Warto też dodać, że deflacyjne epizody w tym alpejskim kraju nie są niczym nadzwyczajnym. Szwajcaria doświadczyła okresów deflacji cenowej (rozumianej jako ujemne roczna dynamiki CPI) w latach 2014-16 i 2011-13 oraz w roku 2009.
Można przywołać tu jeszcze jeden wynik. Szwajcarscy statystycy publikują bowiem nie tylko miesięczną i roczną dynamikę indeks cen dóbr konsumpcyjnych (CPI), ale też jego zmianę względem stanu z grudnia 2020 roku. Czyli z grubsza rzecz ujmując, względem momentu rozpoczęcia lockdownowo-wojennej inflacyjnej fali. Od tego czasu szwajcarski CPI podniósł się tylko (albo aż) o 7,7%. Dla porównania, w Polsce analogiczny miernik cen poszedł w górę o ponad 44%.

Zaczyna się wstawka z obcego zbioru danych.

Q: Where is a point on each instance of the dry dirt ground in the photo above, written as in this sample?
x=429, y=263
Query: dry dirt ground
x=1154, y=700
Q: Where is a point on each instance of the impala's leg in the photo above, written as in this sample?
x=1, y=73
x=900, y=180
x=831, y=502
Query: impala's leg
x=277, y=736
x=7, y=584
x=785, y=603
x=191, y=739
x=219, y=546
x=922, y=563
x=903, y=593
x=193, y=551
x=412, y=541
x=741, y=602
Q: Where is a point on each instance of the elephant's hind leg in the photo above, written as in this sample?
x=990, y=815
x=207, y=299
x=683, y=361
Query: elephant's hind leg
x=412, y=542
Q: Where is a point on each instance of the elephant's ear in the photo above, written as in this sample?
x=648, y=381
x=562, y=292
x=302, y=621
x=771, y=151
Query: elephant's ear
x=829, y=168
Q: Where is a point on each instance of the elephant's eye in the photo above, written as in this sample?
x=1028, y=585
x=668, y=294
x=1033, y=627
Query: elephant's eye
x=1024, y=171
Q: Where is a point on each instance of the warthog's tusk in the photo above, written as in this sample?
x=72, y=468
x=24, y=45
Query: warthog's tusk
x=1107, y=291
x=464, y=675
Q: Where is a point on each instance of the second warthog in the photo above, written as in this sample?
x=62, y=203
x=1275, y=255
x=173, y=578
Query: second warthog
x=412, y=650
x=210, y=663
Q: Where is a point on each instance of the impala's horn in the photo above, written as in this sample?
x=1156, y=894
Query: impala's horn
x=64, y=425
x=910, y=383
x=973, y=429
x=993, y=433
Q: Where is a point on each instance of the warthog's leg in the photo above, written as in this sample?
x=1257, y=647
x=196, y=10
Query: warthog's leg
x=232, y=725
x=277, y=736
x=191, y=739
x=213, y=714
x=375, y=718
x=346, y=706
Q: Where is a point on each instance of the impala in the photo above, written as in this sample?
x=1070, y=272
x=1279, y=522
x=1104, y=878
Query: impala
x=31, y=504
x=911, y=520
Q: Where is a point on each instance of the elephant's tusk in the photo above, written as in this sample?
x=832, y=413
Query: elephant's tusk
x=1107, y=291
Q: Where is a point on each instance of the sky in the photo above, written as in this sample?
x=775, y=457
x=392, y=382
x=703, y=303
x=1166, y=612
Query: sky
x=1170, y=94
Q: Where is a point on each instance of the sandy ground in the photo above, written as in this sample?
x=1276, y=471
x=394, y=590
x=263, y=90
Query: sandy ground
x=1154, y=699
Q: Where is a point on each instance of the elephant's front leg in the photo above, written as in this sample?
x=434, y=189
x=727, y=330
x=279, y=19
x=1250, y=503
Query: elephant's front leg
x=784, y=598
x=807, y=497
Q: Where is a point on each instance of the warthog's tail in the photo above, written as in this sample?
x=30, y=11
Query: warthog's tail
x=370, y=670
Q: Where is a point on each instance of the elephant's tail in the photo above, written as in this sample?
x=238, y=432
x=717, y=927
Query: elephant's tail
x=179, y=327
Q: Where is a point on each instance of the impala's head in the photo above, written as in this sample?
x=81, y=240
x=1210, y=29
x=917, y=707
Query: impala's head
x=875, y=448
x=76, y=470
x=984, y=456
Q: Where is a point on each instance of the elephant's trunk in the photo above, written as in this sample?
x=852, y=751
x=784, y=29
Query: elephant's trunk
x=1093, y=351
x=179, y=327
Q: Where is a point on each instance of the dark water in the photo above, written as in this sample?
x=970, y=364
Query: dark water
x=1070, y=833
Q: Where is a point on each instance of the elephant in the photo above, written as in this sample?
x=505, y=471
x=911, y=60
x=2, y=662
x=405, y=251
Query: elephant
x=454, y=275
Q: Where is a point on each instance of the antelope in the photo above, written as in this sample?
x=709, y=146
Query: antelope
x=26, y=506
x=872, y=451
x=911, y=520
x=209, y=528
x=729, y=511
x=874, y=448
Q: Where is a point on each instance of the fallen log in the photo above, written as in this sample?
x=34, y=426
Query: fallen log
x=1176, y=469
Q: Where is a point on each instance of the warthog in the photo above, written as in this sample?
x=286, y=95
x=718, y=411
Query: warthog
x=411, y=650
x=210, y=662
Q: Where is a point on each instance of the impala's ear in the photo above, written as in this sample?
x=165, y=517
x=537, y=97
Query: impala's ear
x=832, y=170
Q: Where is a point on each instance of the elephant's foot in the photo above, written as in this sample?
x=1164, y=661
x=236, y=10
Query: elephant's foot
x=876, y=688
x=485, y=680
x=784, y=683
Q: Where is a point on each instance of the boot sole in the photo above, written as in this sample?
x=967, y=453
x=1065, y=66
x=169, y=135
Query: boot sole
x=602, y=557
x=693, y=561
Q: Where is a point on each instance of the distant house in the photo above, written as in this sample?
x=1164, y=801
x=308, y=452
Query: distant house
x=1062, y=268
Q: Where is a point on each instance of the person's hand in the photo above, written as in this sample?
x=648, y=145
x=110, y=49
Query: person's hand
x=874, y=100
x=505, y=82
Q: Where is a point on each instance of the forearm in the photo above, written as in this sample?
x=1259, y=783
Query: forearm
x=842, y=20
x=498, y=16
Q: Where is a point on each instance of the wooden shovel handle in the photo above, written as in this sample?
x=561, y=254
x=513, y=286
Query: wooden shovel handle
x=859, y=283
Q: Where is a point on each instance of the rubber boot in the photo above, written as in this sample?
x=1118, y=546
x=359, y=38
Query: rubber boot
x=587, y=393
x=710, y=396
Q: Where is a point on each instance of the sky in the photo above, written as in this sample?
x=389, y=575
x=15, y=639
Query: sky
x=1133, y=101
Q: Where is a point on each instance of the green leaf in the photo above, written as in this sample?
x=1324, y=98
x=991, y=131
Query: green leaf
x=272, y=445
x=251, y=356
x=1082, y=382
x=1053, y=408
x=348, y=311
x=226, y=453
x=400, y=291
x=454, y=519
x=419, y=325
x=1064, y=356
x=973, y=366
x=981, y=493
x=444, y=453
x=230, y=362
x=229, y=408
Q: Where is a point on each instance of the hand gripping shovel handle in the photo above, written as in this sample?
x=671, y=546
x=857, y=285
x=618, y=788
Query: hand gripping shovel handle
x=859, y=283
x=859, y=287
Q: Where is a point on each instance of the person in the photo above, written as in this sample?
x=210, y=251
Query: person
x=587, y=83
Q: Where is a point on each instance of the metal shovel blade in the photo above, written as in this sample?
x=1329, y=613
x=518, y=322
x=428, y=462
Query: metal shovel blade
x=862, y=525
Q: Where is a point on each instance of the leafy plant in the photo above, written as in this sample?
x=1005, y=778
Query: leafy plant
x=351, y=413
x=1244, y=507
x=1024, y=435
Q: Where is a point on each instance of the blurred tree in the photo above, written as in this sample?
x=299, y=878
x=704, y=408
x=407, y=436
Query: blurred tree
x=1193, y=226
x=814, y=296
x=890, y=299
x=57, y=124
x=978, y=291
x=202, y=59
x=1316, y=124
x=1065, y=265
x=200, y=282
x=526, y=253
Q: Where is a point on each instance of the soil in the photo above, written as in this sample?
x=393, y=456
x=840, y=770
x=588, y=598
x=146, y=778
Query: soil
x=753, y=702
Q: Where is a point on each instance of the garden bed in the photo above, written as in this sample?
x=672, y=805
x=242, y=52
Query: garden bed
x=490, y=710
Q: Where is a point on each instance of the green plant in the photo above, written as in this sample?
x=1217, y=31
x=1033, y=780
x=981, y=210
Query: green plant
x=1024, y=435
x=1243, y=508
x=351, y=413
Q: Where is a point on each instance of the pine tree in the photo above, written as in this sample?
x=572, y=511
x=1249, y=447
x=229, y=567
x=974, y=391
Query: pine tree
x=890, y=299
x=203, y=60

Za sprawą wyeliminowania inflacji Szwajcarski Bank narodowy mógł sobie pozwolić na zdecydowane obniżki stóp procentowych. W czerwcu SNB obniżył stopę polityki pieniężnej z 0,25% do okrągłego 0,00%. Wcześniej, w marcu Helweci dokonali piątej z rzędu redukcji stopy polityki monetarnej, sprowadzając ją w okolice zera. Przedtem SNB obniżał stopy procentowe po 25 pb. we wrześniu oraz w czerwcu i w marcu 2024 roku, kiedy to zaskoczył wszystkich i jako pierwszy w tym cyklu bank centralny kraju rozwiniętego zdecydował się obniżyć stopy procentowe.
Prognozy inflacji SNB na 2025 r. wynoszą 0,2% w 2026 r., 0,5%, a w 2027 r. 0,7%. Równocześnie stopa bezrobocia pozostała w sierpniu na bardzo niskim poziomie 2,8%.